|QUINN: Soon to be in his hands|
That is, to put the concept of creating a new Chicago casino in one bill, and have completely separate legislation for the General Assembly to approve with regards to expanded gambling opportunities in the rest of the state.
IT WOULD OVERCOME, in a sense, the idea that there is too much crammed into one bill. What with five new casinos, along with more slot machine opportunities and gambling benefits for the racetracks – which can’t seem to survive financially just by offering horseracing.
The so-called Sport of Kings is nothing more than a racket for guys who don’t want to work for a living. Think of the late actor John Candy’s “Uncle Buck” character – without the adorable kids at his side.
It’s bad enough that even they want a piece of the casino action.
Which adds to the interests that want a share! Which makes the bill bigger and bigger and bigger.
SO WHEN JAFFE told the Associated Press this week that he’d like to see all this activity split up into separate bills, I’m sure he was well-meaning. He may even have been sincere.
Although I’d like to think he’s been around the Chicago political scene to know there’s no way this issue will ever be split up. Perhaps this is his way of trying to drive a political stake through its heart.
For Jaffe has made it known before that he’s not too enthused about all the expanded gambling talk. His board already oversees the 10 casinos located in outer suburbs and rural towns across Illinois. He thinks they have enough to do already.
|Horseplayers wish they were this cute|
Although the people who want a Chicago casino don’t want to add to his workload. They’re the ones who want any city-based casino to be put into a different category – one that would be regulated by the city itself.
WHETHER YOU TRUST that depends on whether you believe that Mayor Rahm Emanuel and his successors would be inclined to appoint a serious regulatory authority of their own to ensure no funky stuff takes place at a Chicago casino.
Or perhaps you’re more the cynical type who views this as an attempt to get pesky regulators away from a Chicago casino – thereby allowing it to operate in a “business-friendly” manner.
In circumstances like this, I’m inclined to think of “business-friendly” as synonymous with no regulation whatsoever. So count me amongst the critics!
Which puts me in the same category as Pat Quinn, since the governor has used this “too much on one bill” logic to justify his two vetoes of the issue. Without any significant change in approach, he’s likely to issue Veto Number Three. But it won’t happen – because the reason things get lumped together in Springfield is because nobody trusts anybody else to vote to support something, unless it’s all part of a package. Everybody would fear the double-cross if there were separate bills.
QUINN ALSO HAS said he considers other issues before the General Assembly to be just a tad bit more important this year – meaning he’s threatening to reject more gambling outright if those issues (pension funding reform?) are not addressed.
Personally, I’m inclined to think this is a non-issue for now. There is just too much in the way of other business that needs to be taken care of. Ignoring all that stuff (concealed carry, gay marriage, to name a couple) while obsessing over the idea of a lakefront casino would just make the Legislature look too out-of-touch.

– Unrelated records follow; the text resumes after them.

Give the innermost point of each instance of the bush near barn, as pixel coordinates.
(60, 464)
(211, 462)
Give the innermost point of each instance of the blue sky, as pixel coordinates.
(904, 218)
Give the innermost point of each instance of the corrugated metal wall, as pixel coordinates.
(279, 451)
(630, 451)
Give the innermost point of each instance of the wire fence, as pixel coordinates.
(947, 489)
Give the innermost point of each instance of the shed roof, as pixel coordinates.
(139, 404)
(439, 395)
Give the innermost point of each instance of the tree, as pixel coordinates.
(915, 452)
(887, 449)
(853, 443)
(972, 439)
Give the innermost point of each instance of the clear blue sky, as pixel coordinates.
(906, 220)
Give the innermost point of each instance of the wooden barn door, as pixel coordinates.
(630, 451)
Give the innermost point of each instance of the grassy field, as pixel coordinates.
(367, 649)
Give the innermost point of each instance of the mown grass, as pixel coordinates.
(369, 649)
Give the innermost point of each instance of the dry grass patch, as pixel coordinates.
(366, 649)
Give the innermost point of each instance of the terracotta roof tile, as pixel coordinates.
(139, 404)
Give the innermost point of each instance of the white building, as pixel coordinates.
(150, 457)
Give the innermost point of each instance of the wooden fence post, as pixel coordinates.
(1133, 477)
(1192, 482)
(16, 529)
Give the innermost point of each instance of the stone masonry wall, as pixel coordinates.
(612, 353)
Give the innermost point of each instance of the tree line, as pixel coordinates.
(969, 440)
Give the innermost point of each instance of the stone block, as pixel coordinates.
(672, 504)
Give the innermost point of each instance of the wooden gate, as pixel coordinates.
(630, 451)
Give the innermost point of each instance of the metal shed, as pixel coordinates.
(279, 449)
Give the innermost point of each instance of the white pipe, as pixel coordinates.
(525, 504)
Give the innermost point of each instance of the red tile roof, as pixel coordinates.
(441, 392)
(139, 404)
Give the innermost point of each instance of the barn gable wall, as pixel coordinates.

|EMANUEL: He really, really wants that casino|
Although if the casino were to be considered for the area south of the Loop, perhaps near the McCormick Place convention center, then the whole idea of building a 10,000-seat arena to draw more sports events to Chicago almost starts to make sense.
It makes me wonder what the people at DePaul University will think, if their men’s basketball program winds up becoming nothing more than bait to lure even more people to the area, and it’s casino, to lose their money!